Steve's room once totally lacked lustre. It was actually the very first room to be completed - a week into the renovation. The total cost, which includes blinds, floor treatments and lighting, adds up to no more than fifteen hundred. From bland beginnings, the room's evolved into a suave and sophisticated space.

Kirsten:I chose the theme 'Gentlemen's Den' for Steve's room as a good contrast to the other two bedrooms. The grey-blue stripe identifies with a smart masculine feel, and the cream is the warm base for the entire house. Silver, in the stencil adds a modern touch.

Stripes personalise a room and add unlimited creativity and the chance to individualise. They add pattern that can be either modern or traditional and are usually a cheaper option to using wallpaper.

A few simple rules to follow when doing stripes:
- Stripes will elongate the direction they follow. 
- Vertical stripes will make a room seem taller and narrower. 
- Horizontal stripes can make a room seem shorter and wider.

Process and tips:
- Choose your starting point carefully
- Measure the distances consistency carefully 
- A spirit level will save a lot of time  
- Mark lines lightly with a sharp knife (as a lead pencil mark will be hard to cover or erase) 
- For most efficient striping choose a painting tool a similar size to the stripe width.

- Draw desired pattern on a quartered triangle of paper 
- Cut out a prototype on paper to check the effect 
- Use this positive to cut a negative stencil out of a thin plastic sheet 
- When painting do a test first 
- Use removable adhesive on the underside of stencil to eliminate movement 
- Spray at a right angle for a sharper line

Suede bedhead
A bedhead helps structure a bedroom by giving vertical strength to the room's most dominant piece of furniture. I chose this modern and simplistic version for Steve's room so that it doesn't fight the strength of pattern in the stripe & stencil. The dark blue suede fabric is a rich tonal match to the grey-blue, and the olive bed linen is a subtle but luxurious contrast. 

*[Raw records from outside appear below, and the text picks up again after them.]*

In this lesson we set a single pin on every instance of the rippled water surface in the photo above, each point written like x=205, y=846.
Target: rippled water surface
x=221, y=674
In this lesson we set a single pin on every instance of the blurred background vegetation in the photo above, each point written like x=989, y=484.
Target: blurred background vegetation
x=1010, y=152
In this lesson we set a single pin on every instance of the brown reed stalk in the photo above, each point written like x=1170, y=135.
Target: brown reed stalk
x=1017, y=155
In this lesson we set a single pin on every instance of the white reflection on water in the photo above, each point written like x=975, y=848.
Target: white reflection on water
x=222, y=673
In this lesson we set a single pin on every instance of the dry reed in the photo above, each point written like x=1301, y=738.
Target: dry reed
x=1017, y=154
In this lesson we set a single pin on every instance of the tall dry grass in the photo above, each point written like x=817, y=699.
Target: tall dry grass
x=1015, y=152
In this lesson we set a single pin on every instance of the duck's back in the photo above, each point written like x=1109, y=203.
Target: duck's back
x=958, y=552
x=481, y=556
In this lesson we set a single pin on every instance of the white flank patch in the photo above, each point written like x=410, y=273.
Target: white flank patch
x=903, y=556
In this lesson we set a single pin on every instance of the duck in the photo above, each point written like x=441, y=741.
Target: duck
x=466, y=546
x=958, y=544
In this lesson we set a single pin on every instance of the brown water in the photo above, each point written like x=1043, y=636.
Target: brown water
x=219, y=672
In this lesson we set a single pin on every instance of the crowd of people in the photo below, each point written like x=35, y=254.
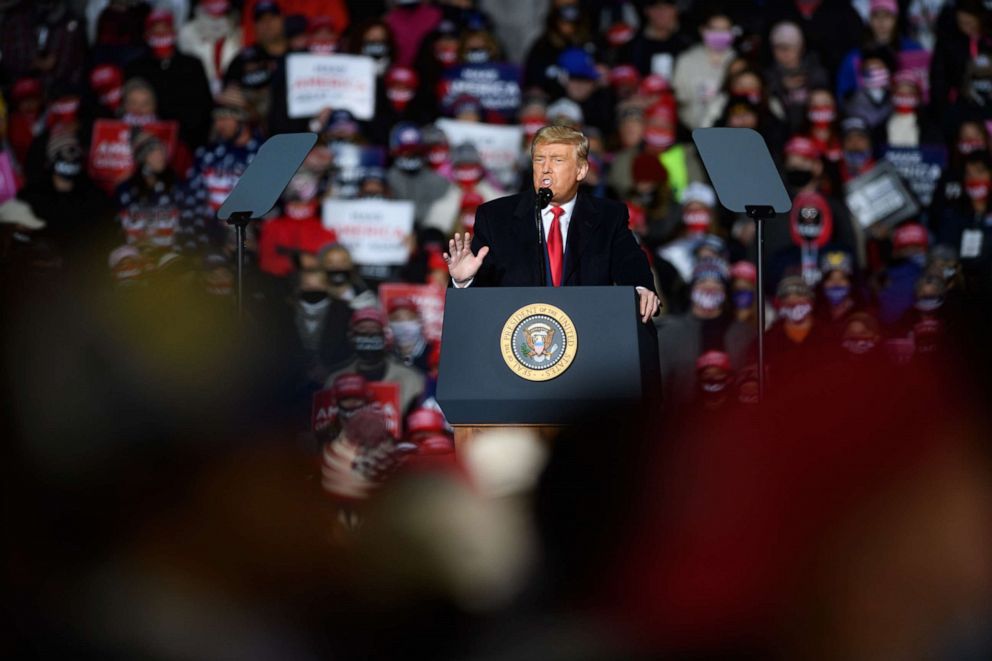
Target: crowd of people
x=121, y=294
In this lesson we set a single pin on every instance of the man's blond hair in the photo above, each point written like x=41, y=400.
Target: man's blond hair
x=559, y=134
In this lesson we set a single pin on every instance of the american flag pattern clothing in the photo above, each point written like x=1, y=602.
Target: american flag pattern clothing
x=216, y=170
x=153, y=218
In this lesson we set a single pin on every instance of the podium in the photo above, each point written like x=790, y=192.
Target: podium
x=542, y=356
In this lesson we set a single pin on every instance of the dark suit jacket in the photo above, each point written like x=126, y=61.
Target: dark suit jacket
x=600, y=248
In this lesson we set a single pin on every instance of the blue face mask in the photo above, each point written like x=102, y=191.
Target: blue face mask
x=836, y=293
x=743, y=298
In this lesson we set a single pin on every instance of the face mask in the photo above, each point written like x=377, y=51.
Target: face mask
x=256, y=79
x=713, y=387
x=797, y=313
x=798, y=178
x=446, y=54
x=708, y=300
x=369, y=346
x=67, y=169
x=569, y=13
x=970, y=146
x=162, y=45
x=467, y=174
x=904, y=103
x=858, y=347
x=929, y=303
x=876, y=78
x=697, y=220
x=376, y=49
x=743, y=298
x=409, y=163
x=836, y=294
x=477, y=56
x=313, y=297
x=718, y=40
x=855, y=159
x=821, y=115
x=978, y=189
x=323, y=47
x=659, y=139
x=407, y=333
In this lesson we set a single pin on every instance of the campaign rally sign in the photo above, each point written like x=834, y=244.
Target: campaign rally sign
x=880, y=196
x=428, y=298
x=496, y=86
x=111, y=160
x=342, y=82
x=919, y=167
x=8, y=182
x=375, y=232
x=386, y=394
x=499, y=146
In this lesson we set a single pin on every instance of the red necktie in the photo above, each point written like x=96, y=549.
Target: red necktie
x=555, y=250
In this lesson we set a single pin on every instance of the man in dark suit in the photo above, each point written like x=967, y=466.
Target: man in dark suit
x=587, y=239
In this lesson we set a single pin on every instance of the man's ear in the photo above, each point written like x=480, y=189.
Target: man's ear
x=583, y=171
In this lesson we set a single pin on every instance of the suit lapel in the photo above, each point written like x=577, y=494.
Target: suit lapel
x=525, y=230
x=580, y=230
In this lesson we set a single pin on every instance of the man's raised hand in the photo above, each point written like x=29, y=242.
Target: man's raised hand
x=462, y=264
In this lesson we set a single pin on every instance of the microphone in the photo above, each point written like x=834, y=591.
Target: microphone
x=544, y=196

So you need two lengths of a sturdy material like pine. I used a 25 x 60mm piece, almost as long as the width of the bedhead (approx 1400mm - queen bedhead = 1500mm), then cut a 45 degree mitre across the length of both. You fix one length to the wall with the angle coming up and out toward you and the other on the back of the bedhead with the angle upside-down, so when you slide the bedhead down the angles meet and friction holds them tight!

Hearth, tile - paint effect
When the existing hearth is uninteresting you can either tile or decorate with an effect. In our case the timber surround is in good condition and matches the mantle so is worth keeping, but tiling would mean having to raise the surround to match the height of the tiles.  A tile effect with paint will create similar impact to tiling but may be easier, quicker and less expensive.

Strip mantle
To reveal the original timber of the mantle we painted on paint stripper and scraped the old paint off. Always read the instructions well as paint stripper is dangerous and should be used carefully. Always wear heavy-duty gloves and avoid skin contact or breathing too many fumes. Ventilate the room well if you are unable to do the stripping outside, and wear a mask and safety glasses.